Ungläubig sah er seine Mutter an. »Du stehst auf seiner Seite?«
»Ich denke, es ist Zeit, dass du ein neues Leben anfängst«, sagte Alina und lächelte milde. »Damu hat so viel für uns getan. Du solltest ihm dankbar sein. Er hat für dich gesorgt und dich aufgezogen, obwohl du nicht sein Sohn bist.«
Verdammt richtig!, dachte Tai. Ich bin nicht sein Sohn, sondern der Sohn eines Königs! Wütend sah er zwischen Damu und Alina hin und her, bis er allmählich verstand, was hier vor sich ging. Seine Mutter hatte es ihm soeben gesagt. Ein neues Leben anfangen... Wie oft hatte sie ihm eingeschärft, dass er der eigentliche Erbe des Ostland-Throns war. König Javet war nur ein Usurpator. Es gab keine Beweise dafür, dass er wirklich der tot geglaubte Sohn von König Witan war.
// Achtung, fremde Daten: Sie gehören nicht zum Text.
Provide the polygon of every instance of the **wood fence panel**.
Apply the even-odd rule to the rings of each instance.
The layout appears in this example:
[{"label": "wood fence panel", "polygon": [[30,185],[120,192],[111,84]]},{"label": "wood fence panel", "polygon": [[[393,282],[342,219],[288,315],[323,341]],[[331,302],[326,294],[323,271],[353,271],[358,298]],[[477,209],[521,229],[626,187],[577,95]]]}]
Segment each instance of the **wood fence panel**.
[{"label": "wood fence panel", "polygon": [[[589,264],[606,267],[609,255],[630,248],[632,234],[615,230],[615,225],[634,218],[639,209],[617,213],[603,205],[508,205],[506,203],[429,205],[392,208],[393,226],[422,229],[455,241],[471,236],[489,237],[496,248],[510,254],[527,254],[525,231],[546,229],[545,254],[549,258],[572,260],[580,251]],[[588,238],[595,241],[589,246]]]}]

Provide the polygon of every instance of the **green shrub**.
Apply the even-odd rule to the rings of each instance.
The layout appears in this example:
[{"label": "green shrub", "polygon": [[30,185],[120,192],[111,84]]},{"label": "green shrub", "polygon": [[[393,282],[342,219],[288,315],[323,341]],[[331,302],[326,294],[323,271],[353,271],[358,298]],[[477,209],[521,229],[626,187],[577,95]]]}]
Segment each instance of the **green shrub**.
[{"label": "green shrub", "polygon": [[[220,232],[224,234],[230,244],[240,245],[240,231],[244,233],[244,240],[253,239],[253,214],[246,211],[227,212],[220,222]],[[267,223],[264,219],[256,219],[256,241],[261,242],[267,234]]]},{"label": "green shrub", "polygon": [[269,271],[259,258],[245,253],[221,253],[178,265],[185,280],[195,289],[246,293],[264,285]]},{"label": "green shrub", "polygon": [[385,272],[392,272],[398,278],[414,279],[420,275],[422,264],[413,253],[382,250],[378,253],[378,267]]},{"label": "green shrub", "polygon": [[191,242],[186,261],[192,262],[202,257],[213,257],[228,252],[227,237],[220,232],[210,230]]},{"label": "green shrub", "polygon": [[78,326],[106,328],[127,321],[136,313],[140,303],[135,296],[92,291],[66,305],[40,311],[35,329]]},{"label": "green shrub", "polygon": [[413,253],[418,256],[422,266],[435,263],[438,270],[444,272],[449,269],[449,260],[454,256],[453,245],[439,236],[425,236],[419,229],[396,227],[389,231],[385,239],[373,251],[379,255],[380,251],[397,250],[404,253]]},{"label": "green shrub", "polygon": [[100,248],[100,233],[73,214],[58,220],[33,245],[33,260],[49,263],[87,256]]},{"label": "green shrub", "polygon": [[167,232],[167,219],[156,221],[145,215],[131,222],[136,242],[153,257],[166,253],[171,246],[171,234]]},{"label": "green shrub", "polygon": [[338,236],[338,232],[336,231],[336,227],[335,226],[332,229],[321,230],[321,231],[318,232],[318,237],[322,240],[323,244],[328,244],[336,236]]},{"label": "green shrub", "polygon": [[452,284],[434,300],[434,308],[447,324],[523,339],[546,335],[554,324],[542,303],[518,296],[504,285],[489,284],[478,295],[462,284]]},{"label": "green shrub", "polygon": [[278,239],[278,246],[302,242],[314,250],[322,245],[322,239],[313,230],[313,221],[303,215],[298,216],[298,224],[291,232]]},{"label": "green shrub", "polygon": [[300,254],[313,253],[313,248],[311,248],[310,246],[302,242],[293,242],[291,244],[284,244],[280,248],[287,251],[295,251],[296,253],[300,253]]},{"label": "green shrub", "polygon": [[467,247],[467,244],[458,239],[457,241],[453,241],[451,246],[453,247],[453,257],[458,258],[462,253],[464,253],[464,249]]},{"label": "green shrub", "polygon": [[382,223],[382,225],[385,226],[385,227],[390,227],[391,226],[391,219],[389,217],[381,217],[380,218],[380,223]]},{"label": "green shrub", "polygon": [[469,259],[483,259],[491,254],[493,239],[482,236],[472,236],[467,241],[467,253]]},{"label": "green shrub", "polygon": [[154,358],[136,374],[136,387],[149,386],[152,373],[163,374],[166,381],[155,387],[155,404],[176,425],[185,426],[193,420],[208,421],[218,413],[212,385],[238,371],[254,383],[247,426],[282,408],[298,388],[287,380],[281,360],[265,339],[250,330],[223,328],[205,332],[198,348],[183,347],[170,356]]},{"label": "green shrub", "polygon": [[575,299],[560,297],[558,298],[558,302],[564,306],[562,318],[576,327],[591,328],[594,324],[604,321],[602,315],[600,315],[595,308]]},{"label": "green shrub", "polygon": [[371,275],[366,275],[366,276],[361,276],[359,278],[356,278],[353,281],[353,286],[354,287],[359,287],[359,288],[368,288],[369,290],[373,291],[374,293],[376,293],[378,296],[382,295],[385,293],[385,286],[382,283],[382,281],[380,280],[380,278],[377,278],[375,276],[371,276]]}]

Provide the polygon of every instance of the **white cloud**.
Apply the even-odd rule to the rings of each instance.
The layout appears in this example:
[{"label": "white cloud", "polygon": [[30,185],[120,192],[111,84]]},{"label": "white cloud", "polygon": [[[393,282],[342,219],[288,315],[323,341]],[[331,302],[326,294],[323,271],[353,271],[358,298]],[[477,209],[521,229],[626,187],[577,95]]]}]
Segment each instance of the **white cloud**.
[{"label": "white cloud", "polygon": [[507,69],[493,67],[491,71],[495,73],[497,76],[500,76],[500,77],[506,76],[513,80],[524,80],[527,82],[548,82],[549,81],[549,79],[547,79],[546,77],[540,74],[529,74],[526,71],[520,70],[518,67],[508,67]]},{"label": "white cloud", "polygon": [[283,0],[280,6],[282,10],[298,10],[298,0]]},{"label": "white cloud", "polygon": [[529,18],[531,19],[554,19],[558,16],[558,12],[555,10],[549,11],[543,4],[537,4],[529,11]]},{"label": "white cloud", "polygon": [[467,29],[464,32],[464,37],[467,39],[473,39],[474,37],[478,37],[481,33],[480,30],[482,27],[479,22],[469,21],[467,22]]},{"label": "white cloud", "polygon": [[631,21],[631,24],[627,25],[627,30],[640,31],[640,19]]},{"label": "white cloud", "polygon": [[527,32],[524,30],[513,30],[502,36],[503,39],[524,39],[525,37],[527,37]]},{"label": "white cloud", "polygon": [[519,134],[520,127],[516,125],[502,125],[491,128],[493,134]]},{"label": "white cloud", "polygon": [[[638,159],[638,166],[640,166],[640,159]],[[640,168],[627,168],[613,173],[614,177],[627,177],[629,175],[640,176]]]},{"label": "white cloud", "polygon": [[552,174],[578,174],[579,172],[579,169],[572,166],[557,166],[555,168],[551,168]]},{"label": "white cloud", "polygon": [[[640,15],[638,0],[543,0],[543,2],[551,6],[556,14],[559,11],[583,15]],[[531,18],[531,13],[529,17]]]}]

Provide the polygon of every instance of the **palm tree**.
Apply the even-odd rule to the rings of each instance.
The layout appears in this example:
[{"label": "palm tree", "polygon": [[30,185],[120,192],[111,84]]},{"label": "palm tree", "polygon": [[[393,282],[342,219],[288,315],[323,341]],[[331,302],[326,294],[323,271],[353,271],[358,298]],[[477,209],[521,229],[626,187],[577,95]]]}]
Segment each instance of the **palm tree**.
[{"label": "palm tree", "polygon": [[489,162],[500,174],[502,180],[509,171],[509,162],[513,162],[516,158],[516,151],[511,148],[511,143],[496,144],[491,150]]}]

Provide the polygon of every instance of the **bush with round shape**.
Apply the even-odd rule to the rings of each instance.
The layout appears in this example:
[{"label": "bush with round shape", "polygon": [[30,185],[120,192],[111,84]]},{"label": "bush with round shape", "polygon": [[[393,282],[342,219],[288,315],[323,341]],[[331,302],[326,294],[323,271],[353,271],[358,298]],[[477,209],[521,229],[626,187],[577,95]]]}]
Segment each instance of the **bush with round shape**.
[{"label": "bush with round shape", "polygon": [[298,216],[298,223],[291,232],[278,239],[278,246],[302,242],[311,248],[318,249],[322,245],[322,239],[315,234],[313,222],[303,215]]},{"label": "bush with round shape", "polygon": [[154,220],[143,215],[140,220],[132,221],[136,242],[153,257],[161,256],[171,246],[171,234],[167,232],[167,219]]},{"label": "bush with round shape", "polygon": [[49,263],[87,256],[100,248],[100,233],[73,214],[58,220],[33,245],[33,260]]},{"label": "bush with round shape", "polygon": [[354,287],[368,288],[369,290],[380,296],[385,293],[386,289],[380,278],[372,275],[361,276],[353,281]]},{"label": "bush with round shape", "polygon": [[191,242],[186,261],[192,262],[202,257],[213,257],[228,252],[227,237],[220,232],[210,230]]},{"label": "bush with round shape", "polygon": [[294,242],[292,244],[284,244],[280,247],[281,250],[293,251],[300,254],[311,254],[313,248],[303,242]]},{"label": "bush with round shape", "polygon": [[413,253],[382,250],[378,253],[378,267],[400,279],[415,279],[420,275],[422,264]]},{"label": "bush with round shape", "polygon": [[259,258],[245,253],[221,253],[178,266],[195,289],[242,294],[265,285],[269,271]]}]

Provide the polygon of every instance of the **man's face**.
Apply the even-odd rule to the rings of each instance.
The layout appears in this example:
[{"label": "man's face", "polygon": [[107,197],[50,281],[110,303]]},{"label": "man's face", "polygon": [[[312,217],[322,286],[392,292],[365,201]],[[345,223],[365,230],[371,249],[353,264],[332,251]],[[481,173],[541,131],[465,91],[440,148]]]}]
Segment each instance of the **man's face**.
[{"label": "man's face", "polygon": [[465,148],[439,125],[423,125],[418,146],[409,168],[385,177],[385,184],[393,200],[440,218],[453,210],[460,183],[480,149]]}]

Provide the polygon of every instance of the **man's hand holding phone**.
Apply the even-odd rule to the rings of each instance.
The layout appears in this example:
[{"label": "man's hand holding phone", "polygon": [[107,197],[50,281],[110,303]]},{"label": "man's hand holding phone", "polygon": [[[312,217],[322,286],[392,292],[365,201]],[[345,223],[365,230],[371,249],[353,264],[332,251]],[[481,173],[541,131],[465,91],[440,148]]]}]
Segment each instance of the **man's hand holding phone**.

Irgendwann würde Tai aufbrechen, sich Verbündete suchen, und sich mit ihnen das zurückholen, was rechtmäßig ihm gehörte.
»Verstehst du, mein Sohn?« Alina streckte ihre Hand aus und legte sie auf seinen Unterarm, um ihn zu beruhigen. »Du bist nun bereit für ein neues Leben.«
»Du wirst morgen aufbrechen«, bestimmte Damu. »Als Proviant kannst du den Rest des Abendessens mitnehmen. Vergiss den Wasserschlauch nicht.«
»Morgen schon?« Tai ballte die Fäuste. »Aber was ist mit Haifais Hochzeit?«
»Die ist erst nächsten Monat«, erklärte sein Stiefvater. »Aber die Knechte kommen schon morgen.«
Tai knirschte mit den Zähnen. So schnell kann sich alles ändern... Er warf Alina und Haifai einen letzten Blick zu, bevor er den umgekippten Stuhl wieder hinstellte und die Küche verließ. Wut und Enttäuschung kochten in ihm, während er den Flur entlang zu seinem Zimmer ging. Er war der einzige, der ein Zimmer für sich selbst hatte. So hatte Alina es gewollt. Haifai, Sakafu und Nyasi mussten sich zu dritt einen großen Raum teilen.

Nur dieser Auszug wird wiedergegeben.